1902-1974
Young Woman in Rome
Ref: 2405
Signed l.r.: Reginald Brill and with a label in the artist’s hand (verso)
Tempera on panel, 12 by 18 ins (30.5 by 46 cm)
Provenance: acquired by the previous owner from the Phoenix Gallery, Lavenham
Exhibited: London, Royal Academy, 1931, no.895
There is a label on the back of the present painting in Brill’s hand:
“Painted in Rome in 1929. The building in the background is the Villa Guilia as seen from the British School at Rome. On the right are two Italian Army officers in the uniform then worn.”
Young Woman in Rome is one of Brill’s very few surviving works painted during his time as a Rome Scholar in the late 1920s, having re-surfaced from a private collection nearly a decade ago. The sitter is probably Brill’s wife Rosalie who was also an artist and came out to Italy with him.
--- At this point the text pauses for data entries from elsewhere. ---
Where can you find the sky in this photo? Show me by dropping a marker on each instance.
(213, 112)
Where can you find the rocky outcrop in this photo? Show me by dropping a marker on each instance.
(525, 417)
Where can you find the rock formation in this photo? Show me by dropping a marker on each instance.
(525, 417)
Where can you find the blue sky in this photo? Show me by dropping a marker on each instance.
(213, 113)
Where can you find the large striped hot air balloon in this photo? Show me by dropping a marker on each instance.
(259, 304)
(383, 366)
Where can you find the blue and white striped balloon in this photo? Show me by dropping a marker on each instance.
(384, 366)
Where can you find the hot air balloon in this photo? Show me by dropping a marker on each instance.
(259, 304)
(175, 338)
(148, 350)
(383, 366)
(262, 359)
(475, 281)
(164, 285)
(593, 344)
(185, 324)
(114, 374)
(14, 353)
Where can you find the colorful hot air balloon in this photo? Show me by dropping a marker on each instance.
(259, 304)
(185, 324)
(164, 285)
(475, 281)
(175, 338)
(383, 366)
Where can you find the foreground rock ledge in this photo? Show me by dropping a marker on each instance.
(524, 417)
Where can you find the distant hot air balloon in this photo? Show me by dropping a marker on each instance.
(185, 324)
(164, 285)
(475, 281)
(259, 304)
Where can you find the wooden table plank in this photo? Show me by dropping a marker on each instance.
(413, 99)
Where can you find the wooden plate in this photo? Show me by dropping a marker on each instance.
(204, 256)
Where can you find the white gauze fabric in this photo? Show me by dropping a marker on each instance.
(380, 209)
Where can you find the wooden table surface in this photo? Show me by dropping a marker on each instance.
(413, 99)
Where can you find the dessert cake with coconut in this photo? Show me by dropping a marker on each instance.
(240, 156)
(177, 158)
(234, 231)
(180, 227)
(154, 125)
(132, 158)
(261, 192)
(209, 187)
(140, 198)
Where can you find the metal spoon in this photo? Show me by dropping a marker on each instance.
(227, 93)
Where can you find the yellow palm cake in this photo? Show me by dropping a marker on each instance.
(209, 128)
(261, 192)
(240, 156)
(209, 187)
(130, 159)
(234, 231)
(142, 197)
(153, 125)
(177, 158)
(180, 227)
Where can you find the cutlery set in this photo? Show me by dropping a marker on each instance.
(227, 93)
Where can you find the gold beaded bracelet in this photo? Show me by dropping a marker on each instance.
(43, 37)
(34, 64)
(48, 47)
The portrait is an extraordinary testament to Brill’s precocious talent as an artist and to the very particular style of winners of the Prix de Rome in the 1920s. Typical of works in this tradition, this portrait takes elements of fifteenth century Italian portraiture (particularly the work of Piero Della Francesca) and transforms it into a work that nevertheless could only have been painted in the early part of the twentieth century. The painting was the first work that Brill exhibited at the Royal Academy, two years later in 1931.